Apple confirmed this Monday the most anticipated leadership handoff of the past decade: Tim Cook will step down as CEO on August 31, and John Ternus, currently SVP of Hardware Engineering, will take over as chief executive on September 1, 2026. Cook is not leaving the company: he will become Executive Chairman, focusing on relationships with governments and regulators. It is the first succession since he himself replaced Steve Jobs in 2011, and Ternus will become the eighth CEO in Apple’s history.
Ternus is 50 years old, a mechanical engineer who graduated from the University of Pennsylvania in 1997, and joined Apple in 2001 as part of the product design team. Before that, he spent four years at Virtual Research Systems, a pioneering VR company from the 1990s — a detail that takes on another dimension when you look at the later trajectory of Apple Vision Pro.
His imprint on the current catalog is huge. He was involved in the launch of iPad and AirPods. He led hardware engineering for the entire iPhone 17 lineup — including the iPhone Air, the thinnest model Apple has released so far — and the brand-new MacBook Neo. He also captained the Mac transition to Apple Silicon from the product side: another team designs the chip, but redesigning the thermals, integration, and validation so that an in-house SoC can replace Intel in a notebook is pure hardware engineering work.

There is a less-discussed but relevant chapter: under his leadership, Apple introduced the new recycled aluminum that is already used across several lines, the 3D-printed titanium in the Apple Watch Ultra 3, and concrete advances in repairability that extended the useful life of several products.
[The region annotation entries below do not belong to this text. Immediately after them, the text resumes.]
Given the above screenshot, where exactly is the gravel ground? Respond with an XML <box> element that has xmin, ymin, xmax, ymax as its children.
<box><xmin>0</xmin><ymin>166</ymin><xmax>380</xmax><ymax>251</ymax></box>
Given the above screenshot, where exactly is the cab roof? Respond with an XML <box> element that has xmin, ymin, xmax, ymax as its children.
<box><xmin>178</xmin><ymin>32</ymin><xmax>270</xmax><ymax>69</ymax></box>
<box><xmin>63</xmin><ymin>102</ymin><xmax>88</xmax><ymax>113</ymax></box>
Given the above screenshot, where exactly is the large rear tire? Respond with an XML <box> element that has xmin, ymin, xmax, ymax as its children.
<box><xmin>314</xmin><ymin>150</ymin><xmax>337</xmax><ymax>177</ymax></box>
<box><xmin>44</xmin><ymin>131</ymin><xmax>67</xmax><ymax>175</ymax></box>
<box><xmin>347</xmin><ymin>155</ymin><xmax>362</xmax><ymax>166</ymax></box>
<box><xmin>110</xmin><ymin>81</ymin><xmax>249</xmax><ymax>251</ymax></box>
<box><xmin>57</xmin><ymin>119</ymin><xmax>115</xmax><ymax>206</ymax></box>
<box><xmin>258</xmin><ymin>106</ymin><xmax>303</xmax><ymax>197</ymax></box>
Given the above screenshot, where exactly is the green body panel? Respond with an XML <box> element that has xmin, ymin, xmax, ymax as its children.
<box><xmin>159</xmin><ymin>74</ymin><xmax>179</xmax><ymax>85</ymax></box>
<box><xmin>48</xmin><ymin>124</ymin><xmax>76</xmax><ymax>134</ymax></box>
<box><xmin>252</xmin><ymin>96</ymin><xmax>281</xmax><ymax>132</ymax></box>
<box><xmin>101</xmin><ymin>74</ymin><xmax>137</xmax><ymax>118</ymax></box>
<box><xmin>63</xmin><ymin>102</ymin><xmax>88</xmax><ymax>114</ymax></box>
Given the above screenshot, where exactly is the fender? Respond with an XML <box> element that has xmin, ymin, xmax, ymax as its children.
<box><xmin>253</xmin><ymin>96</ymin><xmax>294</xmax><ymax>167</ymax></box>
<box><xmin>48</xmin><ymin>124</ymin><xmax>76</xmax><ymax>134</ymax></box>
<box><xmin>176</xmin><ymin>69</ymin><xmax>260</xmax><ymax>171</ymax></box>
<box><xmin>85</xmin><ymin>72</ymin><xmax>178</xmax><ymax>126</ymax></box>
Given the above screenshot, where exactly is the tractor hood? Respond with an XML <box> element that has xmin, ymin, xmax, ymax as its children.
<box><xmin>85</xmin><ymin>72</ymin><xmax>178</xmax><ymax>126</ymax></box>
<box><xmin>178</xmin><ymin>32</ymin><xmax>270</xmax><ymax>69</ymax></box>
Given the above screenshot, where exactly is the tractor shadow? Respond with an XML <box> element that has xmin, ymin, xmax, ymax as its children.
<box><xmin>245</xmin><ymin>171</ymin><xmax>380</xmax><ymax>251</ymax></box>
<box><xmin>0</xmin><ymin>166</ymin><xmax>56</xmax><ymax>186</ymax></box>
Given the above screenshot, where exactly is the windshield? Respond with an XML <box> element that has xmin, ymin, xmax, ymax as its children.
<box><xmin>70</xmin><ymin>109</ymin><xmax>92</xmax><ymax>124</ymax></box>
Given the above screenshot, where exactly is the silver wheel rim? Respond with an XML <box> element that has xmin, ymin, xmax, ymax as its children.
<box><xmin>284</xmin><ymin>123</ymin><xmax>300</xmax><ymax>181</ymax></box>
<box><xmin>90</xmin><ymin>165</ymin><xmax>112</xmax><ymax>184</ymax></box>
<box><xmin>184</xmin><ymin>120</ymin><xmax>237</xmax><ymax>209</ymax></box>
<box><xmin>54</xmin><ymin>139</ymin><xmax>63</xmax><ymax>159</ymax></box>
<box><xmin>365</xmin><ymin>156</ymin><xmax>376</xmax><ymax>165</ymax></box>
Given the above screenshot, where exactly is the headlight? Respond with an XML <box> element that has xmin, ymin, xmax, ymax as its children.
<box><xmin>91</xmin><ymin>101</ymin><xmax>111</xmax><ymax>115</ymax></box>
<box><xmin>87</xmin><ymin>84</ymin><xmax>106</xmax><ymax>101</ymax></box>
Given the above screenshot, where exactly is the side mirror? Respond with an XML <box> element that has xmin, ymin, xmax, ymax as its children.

For anyone who wants their device to last more than four years or needs to repair it, that is not just decoration.
Alongside the succession, Apple announced that Johny Srouji will become Chief Hardware Officer, a new role that combines Hardware Technologies (which he already led) with Hardware Engineering (the area Ternus is leaving). Srouji joined Apple in 2008 specifically to lead development of the A4, the first system-on-a-chip designed by the company, and from there came the full A and M families. Cook described him as a singular figure in the silicon strategy.
The move is easy to read: instead of fragmenting the organization after losing Ternus, Apple is unifying it under the father of Apple Silicon. The chip and its integration will now report to a single leader.
The choice says something. Apple put an integrated product engineer in charge precisely at the moment when the industry is pivoting toward software and AI, and Apple is arriving late: delayed Siri, an alliance with Google Gemini to cover what it did not develop in-house, and Vision Pro without real commercial traction.
The bet is clear. Apple is doubling down on its historical differentiator — impeccable vertical hardware-software integration — and delegating AI to specialized teams that have already been reorganized. Whether that card is enough now that the playing field has shifted toward generative models is the question that will define the next decade.